Provider demand for APIs is strong, but they have questions. A half-day event focused on FHIR and APIs preceded the summit. Provider interest is strong – Cerner has more than 1,100 applications in its sandbox, and this number is increasing rapidly – but a few key questions remain.
• Security or convenience? Which of these two attribute will patients demand more of, and what tradeoffs are they willing to make in the process?
• Vendor role? Providers and potentially patients need more guidance and intelligence on the information brought in via APIs especially in regards to the variety and veracity of the data. Using this data to provide analytic insights is still a bit down the road.
• Increasing utility? Providers ultimately want API-supplied information put into their flow charts/templates within their EMR and where else appropriate, with little manual intervention.
• Who regulates? There’s a large degree of ambiguity at the federal level as to which agency or agencies (FDA, FTC, HHS, etc.) will regulate privacy, security and competition-related issues. This has caused some hesitation among providers and vendors.
Health IT is an enabler, but more is needed for community-level change. A panel on Healthy Nevada, a five-year partnership between Cerner and the city of Nevada, Mo., discussed the lessons learned and impact of the partnership.

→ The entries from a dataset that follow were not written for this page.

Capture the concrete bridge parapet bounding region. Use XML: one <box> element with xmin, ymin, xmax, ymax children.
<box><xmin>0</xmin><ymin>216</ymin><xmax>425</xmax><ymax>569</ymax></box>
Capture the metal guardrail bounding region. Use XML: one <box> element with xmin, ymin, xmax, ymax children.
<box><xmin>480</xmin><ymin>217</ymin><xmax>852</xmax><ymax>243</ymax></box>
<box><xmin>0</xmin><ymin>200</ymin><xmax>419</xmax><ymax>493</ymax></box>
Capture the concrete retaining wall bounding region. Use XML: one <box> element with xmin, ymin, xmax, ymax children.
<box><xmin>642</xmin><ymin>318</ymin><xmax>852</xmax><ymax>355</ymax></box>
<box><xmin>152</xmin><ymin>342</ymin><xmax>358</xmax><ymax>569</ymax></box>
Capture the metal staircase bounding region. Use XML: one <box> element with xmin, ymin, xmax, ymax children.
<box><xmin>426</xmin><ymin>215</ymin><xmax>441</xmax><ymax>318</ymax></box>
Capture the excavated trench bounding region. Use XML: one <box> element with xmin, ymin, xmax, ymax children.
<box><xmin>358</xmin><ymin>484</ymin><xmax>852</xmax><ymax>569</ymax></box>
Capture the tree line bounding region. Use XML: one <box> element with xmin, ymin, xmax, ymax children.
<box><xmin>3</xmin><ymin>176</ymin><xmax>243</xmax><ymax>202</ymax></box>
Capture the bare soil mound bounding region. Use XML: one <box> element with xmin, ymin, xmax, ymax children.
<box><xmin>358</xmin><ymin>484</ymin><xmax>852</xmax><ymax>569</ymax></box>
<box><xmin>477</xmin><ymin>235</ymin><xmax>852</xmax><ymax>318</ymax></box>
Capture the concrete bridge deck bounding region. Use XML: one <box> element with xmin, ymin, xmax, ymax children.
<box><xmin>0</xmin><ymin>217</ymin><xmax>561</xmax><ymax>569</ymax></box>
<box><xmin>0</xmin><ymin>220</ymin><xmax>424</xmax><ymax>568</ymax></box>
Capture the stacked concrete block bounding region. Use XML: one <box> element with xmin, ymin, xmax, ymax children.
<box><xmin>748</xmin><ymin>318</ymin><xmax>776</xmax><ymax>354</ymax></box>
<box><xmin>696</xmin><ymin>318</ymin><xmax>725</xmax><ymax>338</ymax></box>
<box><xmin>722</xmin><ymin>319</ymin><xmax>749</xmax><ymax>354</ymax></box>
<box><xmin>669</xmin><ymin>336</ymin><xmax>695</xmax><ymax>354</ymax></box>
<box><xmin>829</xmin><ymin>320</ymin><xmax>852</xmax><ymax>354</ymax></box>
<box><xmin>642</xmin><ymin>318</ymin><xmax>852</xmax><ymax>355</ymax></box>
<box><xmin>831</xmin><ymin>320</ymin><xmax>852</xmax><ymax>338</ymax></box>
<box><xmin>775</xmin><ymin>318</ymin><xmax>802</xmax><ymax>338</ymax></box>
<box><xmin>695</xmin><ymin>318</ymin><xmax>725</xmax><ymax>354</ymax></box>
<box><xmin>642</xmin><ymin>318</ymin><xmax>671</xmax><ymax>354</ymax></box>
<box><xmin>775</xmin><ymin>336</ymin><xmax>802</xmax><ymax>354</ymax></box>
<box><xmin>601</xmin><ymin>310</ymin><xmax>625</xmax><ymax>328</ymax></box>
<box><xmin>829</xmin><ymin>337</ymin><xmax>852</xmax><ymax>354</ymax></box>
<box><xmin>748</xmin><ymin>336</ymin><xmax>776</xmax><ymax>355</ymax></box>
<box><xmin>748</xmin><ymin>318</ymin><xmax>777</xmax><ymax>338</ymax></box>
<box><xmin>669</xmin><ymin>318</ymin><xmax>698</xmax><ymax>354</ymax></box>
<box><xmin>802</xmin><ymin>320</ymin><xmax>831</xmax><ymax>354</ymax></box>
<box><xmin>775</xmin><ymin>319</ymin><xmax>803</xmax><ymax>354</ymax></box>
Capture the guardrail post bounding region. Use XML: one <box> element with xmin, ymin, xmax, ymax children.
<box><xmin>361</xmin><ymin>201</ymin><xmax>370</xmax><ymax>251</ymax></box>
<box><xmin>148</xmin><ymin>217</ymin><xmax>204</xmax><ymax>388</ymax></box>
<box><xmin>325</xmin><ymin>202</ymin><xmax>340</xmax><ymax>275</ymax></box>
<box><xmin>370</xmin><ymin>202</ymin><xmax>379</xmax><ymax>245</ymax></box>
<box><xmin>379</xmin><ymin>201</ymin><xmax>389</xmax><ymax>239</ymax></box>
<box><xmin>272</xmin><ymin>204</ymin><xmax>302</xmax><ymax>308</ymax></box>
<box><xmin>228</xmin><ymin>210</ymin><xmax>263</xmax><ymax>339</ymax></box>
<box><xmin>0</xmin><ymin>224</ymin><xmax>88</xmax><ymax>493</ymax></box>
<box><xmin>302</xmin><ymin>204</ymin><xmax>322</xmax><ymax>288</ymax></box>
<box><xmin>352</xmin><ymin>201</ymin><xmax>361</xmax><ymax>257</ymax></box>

Since 2012, Vernon County has moved from 88 to 60 in Missouri’s county health rankings (as updated annually by the Robert Wood Johnson Foundation). HealtheIntent gives the community a single source of community-wide data and access to real-time public health information, which is used to segment the population and begin to employ ‘hot-spotting’ interventions.
What struck me during the panel and in a few conversations I had afterward, though, was that, despite the desire to connect healthy lifestyles, creating a public health or health system-led program simply will not work without broader engagement with various civic organizations, especially in rural areas or among certain population segments. Cerner and a number of other vendors are starting to place a greater emphasis on consumer and caregiver engagement functionality – but as our recent Care Management Market Trends Report suggests, there is much progress to be made.
Will small providers be left behind? This year’s Cerner Collaboration Forum marked the beginning of a maturation of provider attendees who have been on the HealtheIntent platform (HealtheRecord, HealtheRegistries, HealtheCare) for a few years now. Early adopters are moving away from implementation-related issues and starting to fine-tune how these solutions support specific care management and care coordination use cases and workflows.
Combining all the events in a single one also provided a broader scope of attendees. We received feedback from a wider array of providers, including smaller customers who still have not made a substantial PHM investment or others who were reevaluating earlier investments in point solutions and looking for a more comprehensive “go forward” data strategy and IT investment.
The question is whether most small to midsize providers are willing and able to make the necessary PHM investments including in Health IT moving ahead forward. The Cerner event did not really cover this topic and there are mixed signals in the market place right now about this market segment right now including when PHM buying activity may begin to pick up in earnest.